The statistics in question are five-year survival data. The commentary does a terrific job of explaining why this data — which Komen cites frequently — is meaningless in regard to mammography.
“If there were an Oscar for misleading statistics, using survival statistics to judge the benefit of screening would win a lifetime achievement award hands down,” write the commentary’s authors, Dr. Steven Woloshin and Dr. Lisa Schwartz of the Center for Medicine and the Media at the Dartmouth Institute for Health Policy and Clinical Practice.
Understanding ‘lead time’
Komen featured such statistics, point out Woloshin and Schwartz, in an ad launched last October during “Breast Cancer Awareness Month,” which urged women to get screened “now” because “early detection saves lives.” The ad underscored that message by declaring that the five-year survival rate for breast cancer is 98 percent when the disease is “caught early,” but only 23 percent “[w]hen it’s not.”
“This benefit of mammography looks so big that it is hard to imagine why any woman would forgo screening,” write Woloshin and Schwartz. “She’d have to be crazy.”
But it’s the advertisement that’s crazy, not the women responding to it, they say. Here’s why (warning: British spellings):
[S]creening changes the point during the course of cancer when a diagnosis is made. Without mammography screening, a diagnosis is made when the tumour can be felt. With screening, diagnosis is made years earlier when tumours are too small to feel. Five year survival is all about what happens from the time of diagnosis: it is the proportion of women who are alive five years after diagnosis. Because screening finds cancers earlier, comparing survival between screened and unscreened women is hopelessly biased.
The time between when a cancer can be diagnosed by screening and when it can be felt is called the “lead time.” Although a screening test must create lead time to have the possibility of working, lead time can bias survival statistics. Barnett Kramer, director of the National Cancer Institutes’ Division of Cancer Prevention, explained lead time bias by using an analogy to The Rocky and Bullwinkle Show, an old television cartoon popular in the US in the 1960s. In a recurring segment, Snidely Whiplash, a spoof on villains of the silent movie era, ties Nell Fenwick to the railroad tracks to extort money from her family. She will die when the train arrives. Kramer says, “Lead time bias is like giving Nell binoculars. She will see the train — be ‘diagnosed’ — when it is much further away. She’ll live longer from diagnosis, but the train still hits her at exactly the same moment.”

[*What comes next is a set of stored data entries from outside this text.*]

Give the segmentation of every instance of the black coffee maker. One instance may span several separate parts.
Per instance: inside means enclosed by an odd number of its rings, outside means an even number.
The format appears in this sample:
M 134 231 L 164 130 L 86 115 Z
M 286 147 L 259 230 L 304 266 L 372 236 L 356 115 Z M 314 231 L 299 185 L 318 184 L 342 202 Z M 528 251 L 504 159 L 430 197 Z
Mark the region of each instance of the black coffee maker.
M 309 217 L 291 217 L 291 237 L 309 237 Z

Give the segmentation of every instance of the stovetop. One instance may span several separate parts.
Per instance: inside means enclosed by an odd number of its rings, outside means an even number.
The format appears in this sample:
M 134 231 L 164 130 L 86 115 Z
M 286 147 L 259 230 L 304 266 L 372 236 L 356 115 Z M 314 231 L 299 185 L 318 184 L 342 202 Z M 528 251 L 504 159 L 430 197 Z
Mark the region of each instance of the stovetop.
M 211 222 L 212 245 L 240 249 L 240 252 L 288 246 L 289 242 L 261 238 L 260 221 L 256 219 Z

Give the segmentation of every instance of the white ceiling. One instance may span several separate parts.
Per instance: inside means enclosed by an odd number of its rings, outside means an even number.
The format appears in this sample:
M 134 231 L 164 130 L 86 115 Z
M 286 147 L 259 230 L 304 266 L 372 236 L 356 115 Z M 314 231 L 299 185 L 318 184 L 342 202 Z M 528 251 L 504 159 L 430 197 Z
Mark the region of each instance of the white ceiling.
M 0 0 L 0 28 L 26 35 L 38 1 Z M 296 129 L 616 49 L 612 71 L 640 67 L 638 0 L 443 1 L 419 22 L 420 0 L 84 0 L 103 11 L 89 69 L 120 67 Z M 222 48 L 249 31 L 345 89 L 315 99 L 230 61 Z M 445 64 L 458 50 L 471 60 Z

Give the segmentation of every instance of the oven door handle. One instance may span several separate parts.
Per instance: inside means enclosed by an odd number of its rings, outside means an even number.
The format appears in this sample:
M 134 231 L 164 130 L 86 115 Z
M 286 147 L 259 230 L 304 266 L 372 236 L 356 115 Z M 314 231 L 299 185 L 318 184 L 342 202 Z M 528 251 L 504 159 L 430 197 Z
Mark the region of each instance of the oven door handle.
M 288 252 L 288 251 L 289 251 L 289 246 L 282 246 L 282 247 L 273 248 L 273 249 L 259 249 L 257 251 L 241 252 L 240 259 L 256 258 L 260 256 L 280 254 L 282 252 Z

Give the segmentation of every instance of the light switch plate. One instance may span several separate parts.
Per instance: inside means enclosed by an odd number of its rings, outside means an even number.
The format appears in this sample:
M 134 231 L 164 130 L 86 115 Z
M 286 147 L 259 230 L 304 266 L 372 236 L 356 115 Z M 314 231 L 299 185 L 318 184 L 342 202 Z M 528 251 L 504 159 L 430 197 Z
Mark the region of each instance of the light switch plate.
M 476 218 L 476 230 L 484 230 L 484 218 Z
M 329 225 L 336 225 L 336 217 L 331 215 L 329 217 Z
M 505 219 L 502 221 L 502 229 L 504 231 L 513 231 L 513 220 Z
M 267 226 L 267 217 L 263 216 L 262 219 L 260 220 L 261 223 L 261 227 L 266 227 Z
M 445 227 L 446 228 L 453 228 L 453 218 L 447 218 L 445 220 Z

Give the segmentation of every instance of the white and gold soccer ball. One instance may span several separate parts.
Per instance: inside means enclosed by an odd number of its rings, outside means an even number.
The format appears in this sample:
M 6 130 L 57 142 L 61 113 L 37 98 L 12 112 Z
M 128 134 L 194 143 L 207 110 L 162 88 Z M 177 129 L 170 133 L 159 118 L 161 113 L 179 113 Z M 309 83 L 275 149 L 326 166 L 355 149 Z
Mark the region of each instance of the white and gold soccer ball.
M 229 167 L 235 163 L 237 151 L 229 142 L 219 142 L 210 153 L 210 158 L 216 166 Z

To see how much lead time can distort five year survival data, imagine a group of 100 women who received diagnoses of breast cancer because they felt a breast lump at age 67, all of whom die at age 70. Five year survival for this group is 0%. Now imagine the women were screened, given their diagnosis three years earlier, at age 64, but still die at age 70. Five year survival is now 100%, even though no one lived a second longer.
Lead-time distortion is not the only reason five-year survival data is meaningless in the context of screening.
“[S]creening detects some cancers that would never have killed — or even caused symptoms during a person’s lifetime,” explain Woloshin and Schwartz. “That is because some cancers detected by screening grow extremely slowly or not at all. Overdiagnosis distorts survival statistics because the numerator and denominator now include people who have a diagnosis of cancer but who, by definition, survive the cancer. Overdiagnosis inflates survival statistics even when screening fails to save lives. The more overdiagnosis that occurs, the greater the inflation.”
Even doctors are fooled by five-year survival statistics. A recent national survey conducted by Woloshin and Schwartz made the troubling finding that most primary-care physicians in the U.S. mistakenly believe improved survival rates are evidence that screening saves lives.
More reliable numbers
“The only reliable way to know that a screening test works is the extent to which it reduces deaths in a randomized trial,” write Woloshin and Schwartz.
And what do those trials tell us? They show that mammography screening reduces the likelihood that a woman in her 50s will die from breast cancer over the next 10 years from 0.53 percent to 0.46 percent, a difference of 0.07 percentage points.
That’s a long, long way from the 75 percentage points cited in the Koman ad. Furthermore, as Woloshin and Schwartz point out, the ad says nothing about the harms of screening: the unnecessary biopsies that occur with false positive results and the unnecessary chemotherapy, radiation or surgery that women go through when they are overdiagnosed.
“Women need much more than marketing slogans about screening: they need — and deserve — the facts,” write Woloshin and Schwartz. “The Komen advertisement campaign failed to provide the facts. Worse, it undermined decision making by misusing statistics to generate false hope about the benefit of mammography screening. That kind of behaviour is not very charitable.”
The commentary is part of BMJ’s “Not So” series, which the editors call an “occasional series highlighting the exaggerations, distortions, and selective reporting that make some news stories, advertising, and medical journal articles ‘not so.’” I wish I could send MinnPost readers to the BMJ website to read it, but for reasons that are inexplicable to me, the journal has decided to keep this paper behind a paywall.